Genel olarak bakarsak durgun, sakin bir bölümdü ama hastane sahnelerinden hep etkiliyorum. Kurban olayım, Nazif Baba'ya bir şey olmasın, diye iç geçirdim bu bölüm. Çok şükür bunu da atlattı. Öyle çok istiyorum ki Nazif baba torunlarını görsün, masal anlatsın. O eski mutlu, sıcak aileyi görmek en büyük isteğim oldu. Nasıl olacak bu diye soruyorlar bana; İlknur bile gülümsedi daha imkansız var mı bu dizide diyorum.

Haftalardır kafamda soru işareti olan; Mahir ve Orhan niye hiç karşılaşmıyor sorumun yanıtını da almış bulundum bugün. Hastalık kenetleme zamanı olur hep ailelerde. Bu bölüm Kara Ailesi için de böyle oldu. Tüm aile ve sevenleri yanlarındaydı, Belgin de dahil. Sahi Yasin neredeydi? Sanıyorum ki hala ailenin resmi damadı olur kendisi. Hiçbir şeyden haberinin olmaması ilginç. Burada Orhan'a ayrı bir parantez açılmalı. Orhan hem aileden, hem değil gibi. Nereye ait olduğunu tam kendi de bilmiyor. Asi olmak istiyor, tek başımayım diyor, abisini kıskanıyor ama bu hali nefretle yoğrulmuş. Nefretle yol alsa bile, devam edemeyeceğini Orhan'da görecek elbet.

Söyleyecek tek bir sözün dahi yok tabi, öyle bakarsın.

Hep beraber hafta sonu "aşk" güzellemesini duyunca 'şimdi Mahir'e nasıl kızacağız' sorusu geldi aklımıza. Evet, nasıl kızacaktık ki Mahir'e? Kendini affettirecek olan ama bir o kadar Feride'ye uzaktan öylece bakan Mahir, nasıl ikna edecek Feride'yi? Duygusal haline bayıldığım, gülüşüne şiir yazmak istediğim Mahir, bir konuşsa çözülecek zaten! Şu ayrılık sürecinde Mahir'in iç dünyasını daha derin görmeyi çok isterdim. Canını yitirmiş, intikam hırsına bürünmüş, ezip geçmesi imkansız olan babasını ezmiş, ailesini bırakmış, Feride gibi birine en olmazı etmiş ve en mühimi kalbini söküp atmış bu adam! Duygularını perdelemeyen bir Mahir görelim istedim, her şeyini kaybetmekten korkan Mahir'in iç dünyasını yani.

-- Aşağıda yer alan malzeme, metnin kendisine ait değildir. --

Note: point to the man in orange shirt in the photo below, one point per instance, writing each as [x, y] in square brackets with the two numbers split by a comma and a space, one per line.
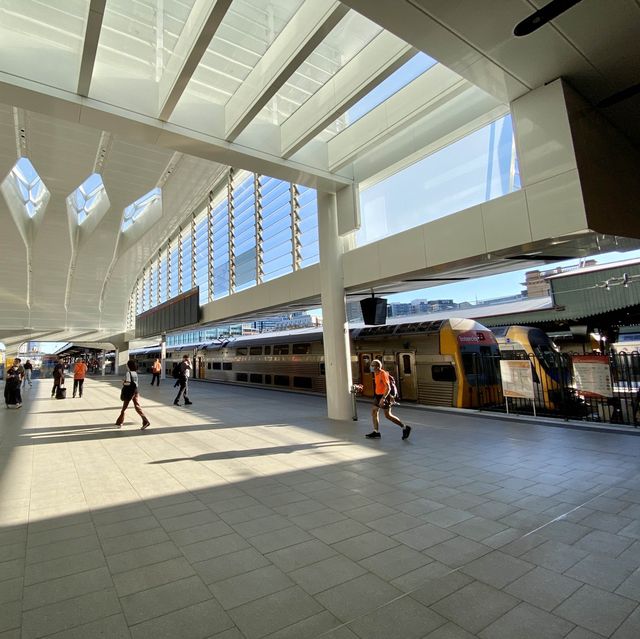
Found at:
[381, 399]
[79, 372]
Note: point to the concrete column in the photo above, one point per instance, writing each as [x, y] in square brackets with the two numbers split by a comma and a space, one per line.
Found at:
[163, 355]
[337, 354]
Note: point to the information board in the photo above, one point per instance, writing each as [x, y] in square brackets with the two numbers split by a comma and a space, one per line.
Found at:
[517, 380]
[592, 375]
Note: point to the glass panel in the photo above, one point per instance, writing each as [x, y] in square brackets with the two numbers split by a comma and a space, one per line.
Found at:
[43, 40]
[276, 227]
[475, 169]
[308, 226]
[246, 32]
[344, 42]
[89, 197]
[244, 247]
[202, 257]
[221, 249]
[136, 210]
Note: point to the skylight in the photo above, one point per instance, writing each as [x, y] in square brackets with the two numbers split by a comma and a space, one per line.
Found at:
[136, 210]
[88, 197]
[32, 191]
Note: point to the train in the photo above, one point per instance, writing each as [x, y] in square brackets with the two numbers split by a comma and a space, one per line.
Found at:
[452, 362]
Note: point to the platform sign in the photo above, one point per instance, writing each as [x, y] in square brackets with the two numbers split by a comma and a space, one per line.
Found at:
[592, 375]
[517, 380]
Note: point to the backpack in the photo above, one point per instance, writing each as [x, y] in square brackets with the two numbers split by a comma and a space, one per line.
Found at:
[393, 387]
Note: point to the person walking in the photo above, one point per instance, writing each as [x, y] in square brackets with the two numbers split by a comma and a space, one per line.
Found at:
[130, 393]
[183, 379]
[156, 368]
[28, 370]
[381, 399]
[79, 373]
[58, 376]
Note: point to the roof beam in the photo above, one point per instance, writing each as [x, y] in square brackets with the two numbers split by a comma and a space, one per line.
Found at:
[377, 61]
[304, 32]
[90, 48]
[197, 33]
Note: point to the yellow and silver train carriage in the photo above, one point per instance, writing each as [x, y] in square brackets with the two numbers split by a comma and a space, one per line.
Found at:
[450, 362]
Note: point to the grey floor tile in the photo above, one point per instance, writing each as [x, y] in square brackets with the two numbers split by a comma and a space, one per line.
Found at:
[235, 563]
[394, 562]
[161, 600]
[497, 569]
[543, 588]
[300, 555]
[142, 578]
[326, 574]
[527, 622]
[595, 609]
[241, 589]
[475, 606]
[64, 615]
[271, 613]
[199, 621]
[404, 618]
[357, 597]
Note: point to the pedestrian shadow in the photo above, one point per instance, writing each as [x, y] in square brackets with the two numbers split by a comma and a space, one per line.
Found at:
[254, 452]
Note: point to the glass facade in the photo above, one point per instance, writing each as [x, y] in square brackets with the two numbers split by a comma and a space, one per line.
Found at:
[254, 229]
[477, 168]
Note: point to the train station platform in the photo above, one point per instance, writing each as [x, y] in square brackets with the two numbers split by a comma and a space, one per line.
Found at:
[251, 515]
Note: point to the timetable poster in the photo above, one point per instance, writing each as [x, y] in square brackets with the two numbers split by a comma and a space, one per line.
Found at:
[517, 380]
[592, 375]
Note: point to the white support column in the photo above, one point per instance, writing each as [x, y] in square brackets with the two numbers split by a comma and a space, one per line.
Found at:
[163, 355]
[337, 354]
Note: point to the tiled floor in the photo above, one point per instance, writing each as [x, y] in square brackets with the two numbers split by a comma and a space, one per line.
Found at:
[250, 515]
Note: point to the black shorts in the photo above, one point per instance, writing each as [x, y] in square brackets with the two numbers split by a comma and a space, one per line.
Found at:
[376, 401]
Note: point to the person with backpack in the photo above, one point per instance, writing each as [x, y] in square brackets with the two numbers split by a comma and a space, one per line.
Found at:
[382, 399]
[183, 379]
[156, 369]
[130, 393]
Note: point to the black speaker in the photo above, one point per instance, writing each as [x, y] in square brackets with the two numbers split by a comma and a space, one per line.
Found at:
[374, 310]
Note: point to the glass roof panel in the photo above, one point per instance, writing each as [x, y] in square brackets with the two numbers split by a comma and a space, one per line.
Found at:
[346, 40]
[246, 32]
[400, 78]
[43, 40]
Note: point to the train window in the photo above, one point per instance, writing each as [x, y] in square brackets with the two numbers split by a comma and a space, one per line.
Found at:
[443, 373]
[301, 349]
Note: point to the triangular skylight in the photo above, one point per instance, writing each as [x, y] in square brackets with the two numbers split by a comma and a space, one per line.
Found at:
[88, 197]
[136, 210]
[28, 186]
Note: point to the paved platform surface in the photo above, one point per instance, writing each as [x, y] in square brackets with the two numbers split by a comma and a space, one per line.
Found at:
[250, 515]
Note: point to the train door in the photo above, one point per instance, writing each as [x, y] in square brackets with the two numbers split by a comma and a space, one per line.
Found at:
[407, 376]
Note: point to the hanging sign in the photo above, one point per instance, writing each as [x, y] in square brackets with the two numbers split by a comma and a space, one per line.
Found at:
[517, 380]
[592, 375]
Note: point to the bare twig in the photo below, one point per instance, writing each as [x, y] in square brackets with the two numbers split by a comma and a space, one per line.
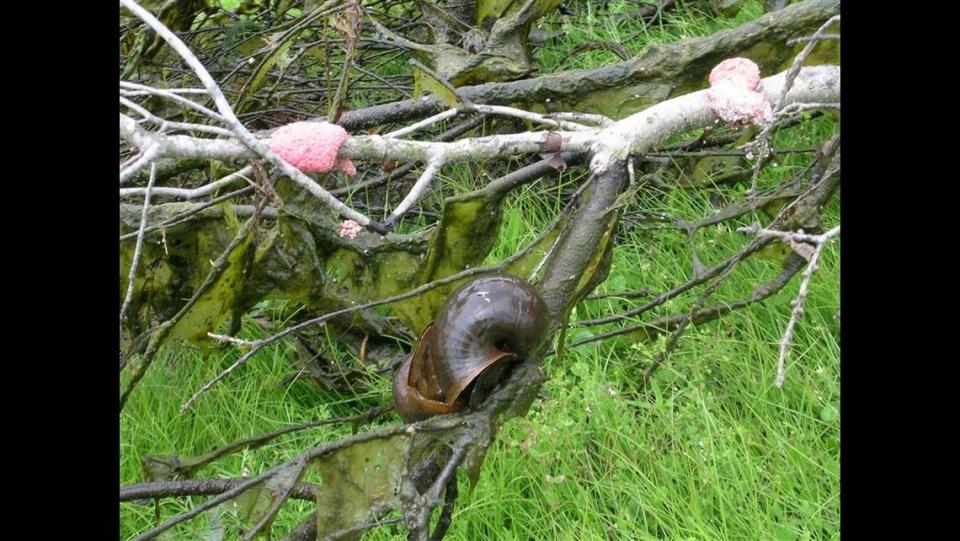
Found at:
[199, 487]
[433, 166]
[139, 247]
[792, 237]
[194, 193]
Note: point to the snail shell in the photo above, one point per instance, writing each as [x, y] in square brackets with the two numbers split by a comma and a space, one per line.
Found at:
[482, 329]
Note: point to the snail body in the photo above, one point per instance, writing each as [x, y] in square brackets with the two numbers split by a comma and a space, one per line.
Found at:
[483, 328]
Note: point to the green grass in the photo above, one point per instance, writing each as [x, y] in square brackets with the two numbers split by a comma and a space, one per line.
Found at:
[712, 450]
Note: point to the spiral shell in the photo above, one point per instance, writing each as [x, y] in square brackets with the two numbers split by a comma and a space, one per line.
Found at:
[482, 329]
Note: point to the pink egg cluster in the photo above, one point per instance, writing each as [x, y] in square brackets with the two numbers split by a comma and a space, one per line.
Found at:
[733, 93]
[349, 228]
[312, 147]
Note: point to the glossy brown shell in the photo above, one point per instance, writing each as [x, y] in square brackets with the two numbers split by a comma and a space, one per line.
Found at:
[483, 327]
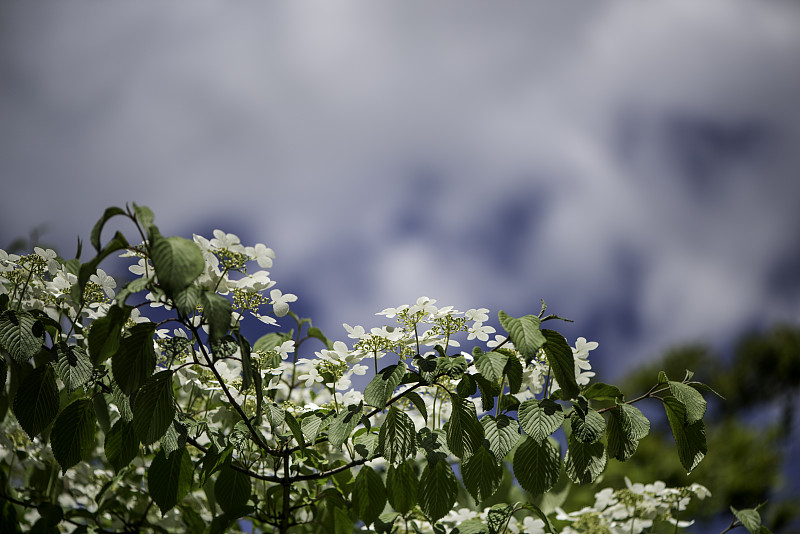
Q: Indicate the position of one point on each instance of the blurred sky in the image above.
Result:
(634, 164)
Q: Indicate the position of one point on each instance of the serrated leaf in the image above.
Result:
(402, 486)
(232, 489)
(72, 437)
(464, 431)
(585, 461)
(397, 437)
(135, 359)
(601, 391)
(537, 465)
(105, 333)
(626, 426)
(539, 419)
(217, 311)
(369, 495)
(344, 424)
(691, 399)
(121, 445)
(749, 518)
(176, 260)
(383, 385)
(36, 401)
(154, 408)
(438, 489)
(73, 366)
(587, 426)
(482, 474)
(502, 433)
(562, 363)
(21, 335)
(169, 478)
(491, 365)
(524, 333)
(690, 438)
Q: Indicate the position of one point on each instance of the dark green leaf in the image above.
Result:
(177, 261)
(169, 478)
(36, 401)
(402, 486)
(105, 333)
(397, 436)
(21, 335)
(121, 444)
(537, 465)
(438, 489)
(135, 359)
(539, 419)
(72, 437)
(383, 385)
(232, 489)
(344, 424)
(73, 366)
(502, 433)
(562, 363)
(154, 408)
(464, 431)
(585, 461)
(481, 474)
(369, 495)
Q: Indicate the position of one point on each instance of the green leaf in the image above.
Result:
(585, 461)
(539, 419)
(562, 363)
(154, 408)
(344, 424)
(21, 335)
(177, 261)
(217, 311)
(502, 433)
(397, 436)
(135, 359)
(600, 391)
(121, 444)
(524, 333)
(626, 426)
(105, 333)
(438, 489)
(419, 404)
(537, 465)
(692, 400)
(383, 385)
(491, 365)
(232, 489)
(94, 238)
(690, 438)
(464, 431)
(369, 495)
(169, 478)
(402, 486)
(749, 518)
(36, 401)
(72, 437)
(481, 474)
(73, 366)
(587, 426)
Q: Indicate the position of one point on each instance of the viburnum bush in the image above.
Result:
(144, 408)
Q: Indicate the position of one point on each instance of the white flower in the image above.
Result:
(280, 301)
(105, 282)
(262, 254)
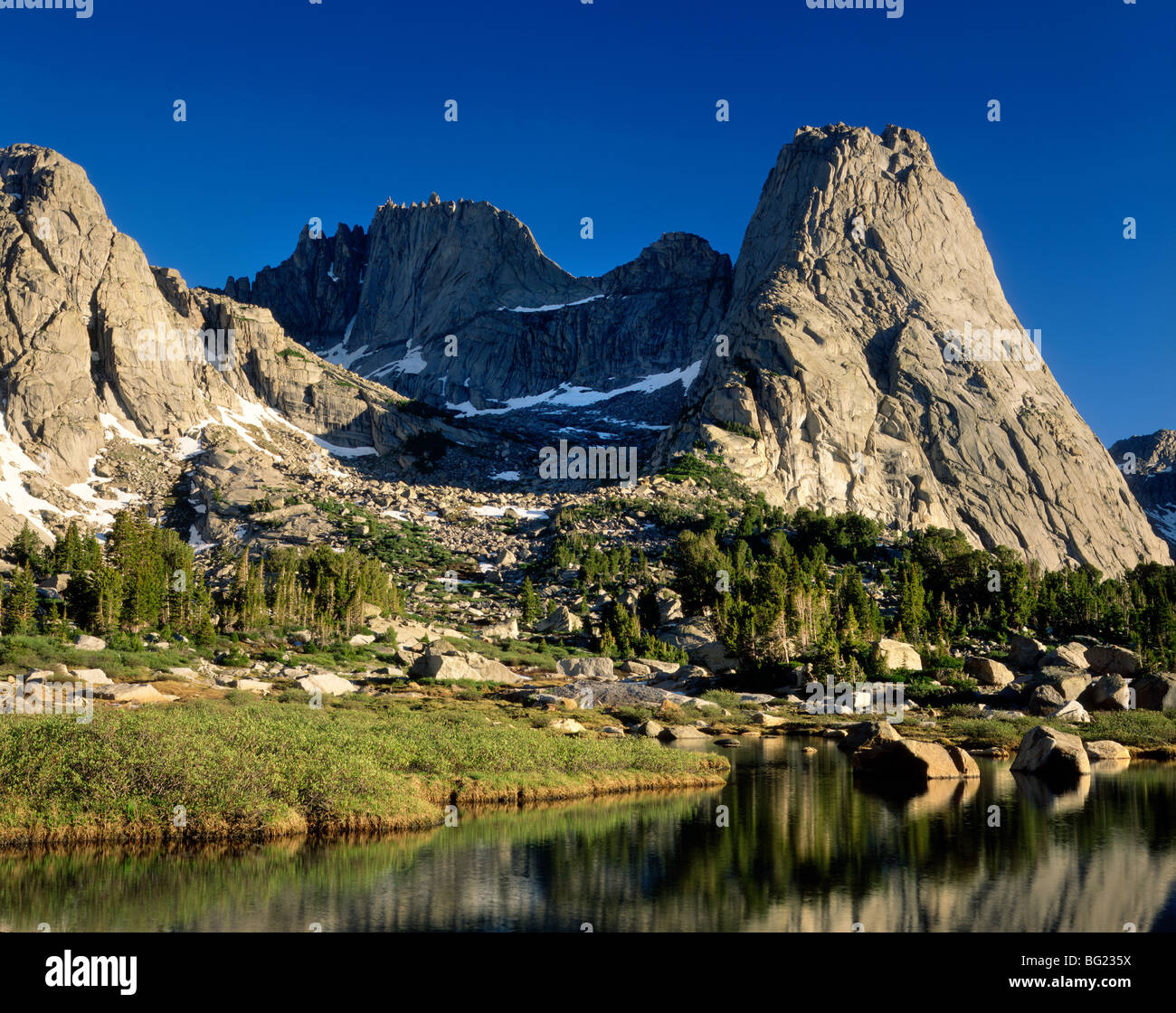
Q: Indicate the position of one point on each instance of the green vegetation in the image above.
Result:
(255, 769)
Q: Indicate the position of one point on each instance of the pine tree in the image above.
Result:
(20, 608)
(532, 605)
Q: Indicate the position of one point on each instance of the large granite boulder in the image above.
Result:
(897, 655)
(1050, 753)
(987, 672)
(908, 760)
(1155, 692)
(868, 734)
(442, 662)
(586, 667)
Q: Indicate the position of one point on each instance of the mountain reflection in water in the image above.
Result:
(806, 850)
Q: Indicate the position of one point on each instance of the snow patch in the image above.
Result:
(340, 355)
(549, 308)
(565, 395)
(1164, 518)
(413, 362)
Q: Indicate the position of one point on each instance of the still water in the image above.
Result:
(804, 848)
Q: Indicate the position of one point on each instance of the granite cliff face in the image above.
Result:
(828, 368)
(95, 345)
(458, 306)
(846, 391)
(1149, 466)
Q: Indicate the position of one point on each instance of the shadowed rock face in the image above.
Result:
(858, 260)
(522, 326)
(1152, 476)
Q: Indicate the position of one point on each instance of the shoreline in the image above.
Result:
(295, 825)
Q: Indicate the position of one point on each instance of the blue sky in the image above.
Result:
(607, 109)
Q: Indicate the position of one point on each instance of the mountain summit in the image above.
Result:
(874, 364)
(859, 356)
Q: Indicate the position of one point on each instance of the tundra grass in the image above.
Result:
(262, 769)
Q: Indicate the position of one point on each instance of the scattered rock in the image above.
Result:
(1024, 652)
(132, 694)
(561, 620)
(586, 667)
(897, 655)
(1112, 660)
(1073, 713)
(327, 683)
(910, 761)
(1050, 753)
(682, 734)
(987, 672)
(868, 734)
(1105, 749)
(1156, 692)
(95, 677)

Bugün de tam umduğumu alamadım. Peki, böyle bir adamın hiç mi içinde duygu patlaması olmaz? Bence olmalı, taş değil ya bu adam! Feride'ye bakarken kalbi yerinden çıkacak, nefesi kesilecek, aklını kaybedecek gibi heyecanlanır Mahir. Henüz gideceğinden habersiz, öğrenince kaybetme korkusu ikiye çıkmış olacak. Belki de kırılma noktası tam burası.

Mahir'in Orhan'a bakışı hep aynı aslında. Sadece 'ağabey' olmaya çalışıyor. Orhan'a "gel evinde kardeşlerinle otur" derken ne kadar samimiydi. Bundan sonra hiçbir şeyin aynı olmayacağını da artık gayet iyi biliyor. Orhan'ın değiştiğini o da gördü. Feride'nin hastanedeki hal ve hareketleri muazzamdı. O duruşuna ayrıca bayılıyorum. Feride'nin iç dünyası öyle güzel çiziliyor ki buradan bakması bir şahane. Annesine çekinmeden içini döktü. Tayin belgesi geldi ve gidiyor. Sevdiğinin gözünün içine bakarken yalvaran kadın, olan biten onca hadiseye rağmen Mahir bir cümle dese inanacak sanki. Gerçekten hasret kaldık konuşmalarına. 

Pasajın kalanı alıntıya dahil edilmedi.